Another aspect of inept communicating in business are the folks who still haven't gotten the email thang. Not just the spammers, although they should all be cave-crawling in Tora Bora, but the people who insist on auto-returning notes that say they've gotten my email and I can expect to hear from them. Why bother me with picking up and reading such a note? If I'd sent it to the wrong place, it would have come back to me. Just get back to me when you have the information I request. I mean, that's the raison d'etre of email. Similarly with the auto-responders that tell me someone is out of the office. I suppose they make sense, but they also seem an unnecessary nuisance to access and delete; especially when I see that I have mail, and am waiting for an important one.
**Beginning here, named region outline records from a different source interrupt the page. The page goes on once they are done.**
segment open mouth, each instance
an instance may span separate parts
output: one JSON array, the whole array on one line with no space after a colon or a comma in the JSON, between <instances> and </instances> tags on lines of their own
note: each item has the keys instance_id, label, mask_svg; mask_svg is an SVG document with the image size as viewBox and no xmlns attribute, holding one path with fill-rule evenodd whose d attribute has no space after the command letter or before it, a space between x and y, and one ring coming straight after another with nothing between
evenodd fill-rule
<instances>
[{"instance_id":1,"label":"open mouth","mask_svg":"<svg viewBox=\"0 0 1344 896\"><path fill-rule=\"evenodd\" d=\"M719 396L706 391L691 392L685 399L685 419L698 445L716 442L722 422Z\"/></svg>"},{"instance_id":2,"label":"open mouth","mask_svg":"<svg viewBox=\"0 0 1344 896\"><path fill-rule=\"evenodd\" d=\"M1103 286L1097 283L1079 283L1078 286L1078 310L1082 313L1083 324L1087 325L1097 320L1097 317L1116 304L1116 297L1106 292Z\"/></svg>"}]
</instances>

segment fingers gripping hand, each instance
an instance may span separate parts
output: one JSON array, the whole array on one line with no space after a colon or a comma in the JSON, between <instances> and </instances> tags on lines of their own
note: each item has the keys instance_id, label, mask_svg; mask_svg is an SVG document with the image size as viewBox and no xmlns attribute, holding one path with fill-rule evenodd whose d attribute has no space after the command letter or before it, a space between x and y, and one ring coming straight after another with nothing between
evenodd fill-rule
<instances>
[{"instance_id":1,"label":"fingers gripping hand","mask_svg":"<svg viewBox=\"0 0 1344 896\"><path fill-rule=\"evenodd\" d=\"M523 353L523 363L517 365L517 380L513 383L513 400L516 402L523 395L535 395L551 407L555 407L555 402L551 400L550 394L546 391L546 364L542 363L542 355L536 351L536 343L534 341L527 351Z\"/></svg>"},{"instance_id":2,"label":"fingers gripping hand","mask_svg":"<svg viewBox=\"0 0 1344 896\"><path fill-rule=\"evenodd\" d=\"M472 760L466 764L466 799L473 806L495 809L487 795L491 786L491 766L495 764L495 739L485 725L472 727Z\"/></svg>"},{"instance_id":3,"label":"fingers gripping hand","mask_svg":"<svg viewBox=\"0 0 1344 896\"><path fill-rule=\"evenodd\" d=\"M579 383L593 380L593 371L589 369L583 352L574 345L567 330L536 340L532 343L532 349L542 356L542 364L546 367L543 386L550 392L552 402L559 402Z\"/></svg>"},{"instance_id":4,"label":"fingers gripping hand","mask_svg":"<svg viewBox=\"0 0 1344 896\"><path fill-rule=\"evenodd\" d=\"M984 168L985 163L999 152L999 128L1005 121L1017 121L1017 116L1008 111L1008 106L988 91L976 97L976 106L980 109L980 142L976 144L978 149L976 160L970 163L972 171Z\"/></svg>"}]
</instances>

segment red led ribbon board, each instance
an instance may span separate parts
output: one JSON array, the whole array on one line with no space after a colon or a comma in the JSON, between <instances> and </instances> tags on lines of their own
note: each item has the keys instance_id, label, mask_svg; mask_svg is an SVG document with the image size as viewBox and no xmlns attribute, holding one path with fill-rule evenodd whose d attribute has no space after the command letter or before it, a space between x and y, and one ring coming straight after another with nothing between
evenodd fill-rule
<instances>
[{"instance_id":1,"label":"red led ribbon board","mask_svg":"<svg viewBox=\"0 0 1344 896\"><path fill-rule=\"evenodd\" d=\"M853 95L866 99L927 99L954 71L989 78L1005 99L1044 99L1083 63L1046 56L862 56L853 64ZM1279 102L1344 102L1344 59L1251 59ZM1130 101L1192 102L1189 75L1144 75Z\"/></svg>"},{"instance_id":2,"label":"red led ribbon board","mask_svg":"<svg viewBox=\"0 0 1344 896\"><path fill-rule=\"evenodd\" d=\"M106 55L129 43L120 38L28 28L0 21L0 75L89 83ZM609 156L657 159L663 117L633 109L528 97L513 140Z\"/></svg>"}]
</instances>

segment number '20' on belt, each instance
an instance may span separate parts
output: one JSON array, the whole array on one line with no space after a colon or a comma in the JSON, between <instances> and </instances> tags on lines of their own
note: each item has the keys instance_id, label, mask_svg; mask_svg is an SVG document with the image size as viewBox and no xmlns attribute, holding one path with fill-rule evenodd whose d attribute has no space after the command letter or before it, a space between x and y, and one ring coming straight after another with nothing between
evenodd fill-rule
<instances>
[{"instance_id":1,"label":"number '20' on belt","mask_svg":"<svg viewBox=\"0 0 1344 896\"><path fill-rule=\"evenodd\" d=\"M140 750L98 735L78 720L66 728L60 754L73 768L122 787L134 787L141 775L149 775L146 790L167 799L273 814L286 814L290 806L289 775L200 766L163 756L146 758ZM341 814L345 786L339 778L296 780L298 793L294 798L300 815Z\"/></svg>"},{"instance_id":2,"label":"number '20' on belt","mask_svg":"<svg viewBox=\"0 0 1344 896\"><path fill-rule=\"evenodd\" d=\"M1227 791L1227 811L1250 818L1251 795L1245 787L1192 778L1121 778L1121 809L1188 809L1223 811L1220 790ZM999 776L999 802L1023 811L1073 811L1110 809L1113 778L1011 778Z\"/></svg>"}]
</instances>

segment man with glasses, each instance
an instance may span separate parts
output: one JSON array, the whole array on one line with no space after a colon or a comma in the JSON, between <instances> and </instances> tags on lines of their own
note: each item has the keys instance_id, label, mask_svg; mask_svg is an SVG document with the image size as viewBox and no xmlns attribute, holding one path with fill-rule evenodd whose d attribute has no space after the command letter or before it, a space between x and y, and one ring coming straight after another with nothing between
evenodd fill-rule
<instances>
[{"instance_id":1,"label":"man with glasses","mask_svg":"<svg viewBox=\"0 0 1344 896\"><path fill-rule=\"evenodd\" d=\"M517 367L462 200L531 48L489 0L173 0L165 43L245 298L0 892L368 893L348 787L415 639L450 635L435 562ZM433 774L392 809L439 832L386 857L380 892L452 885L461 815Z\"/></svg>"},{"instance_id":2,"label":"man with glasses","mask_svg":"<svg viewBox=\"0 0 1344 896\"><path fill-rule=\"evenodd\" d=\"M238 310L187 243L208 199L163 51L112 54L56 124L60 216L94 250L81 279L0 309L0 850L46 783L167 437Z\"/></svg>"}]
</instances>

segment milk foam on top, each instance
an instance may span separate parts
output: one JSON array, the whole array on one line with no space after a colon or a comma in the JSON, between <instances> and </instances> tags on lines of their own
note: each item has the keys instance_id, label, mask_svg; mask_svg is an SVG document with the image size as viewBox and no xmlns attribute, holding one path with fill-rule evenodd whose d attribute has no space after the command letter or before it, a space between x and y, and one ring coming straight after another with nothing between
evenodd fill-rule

Another e-communications rag is over the people who set up web sites, manage to put up a "Contact Us" button, and then channel it, apparently, into The Great Black E-Hole of silence. Folks, especially you who are trying to sell something, when someone makes an effort to contact you, if you don't respond, you not only disappoint them, you annoy them. This is not just small businesses, mind you, but large corporations as well. My presumption is that they hire low-brows to sort through the mail, and so the results are to be expected. Kinda like how our elected representatives do it, when their mail isn't infected. Unless you're a significant financial contributor, some drudge picks out a coupla keywords and sends off a boilerplate response that rarely has little to do with your missive.

Communications is rooted in the Latin meaning "common" which implies more than one party. It's important that the conveyance be bi-directional, and as efficient as possible. Otherwise, pull yourself out of the loop.

And that's SetonnoteS...I'm Tony Seton.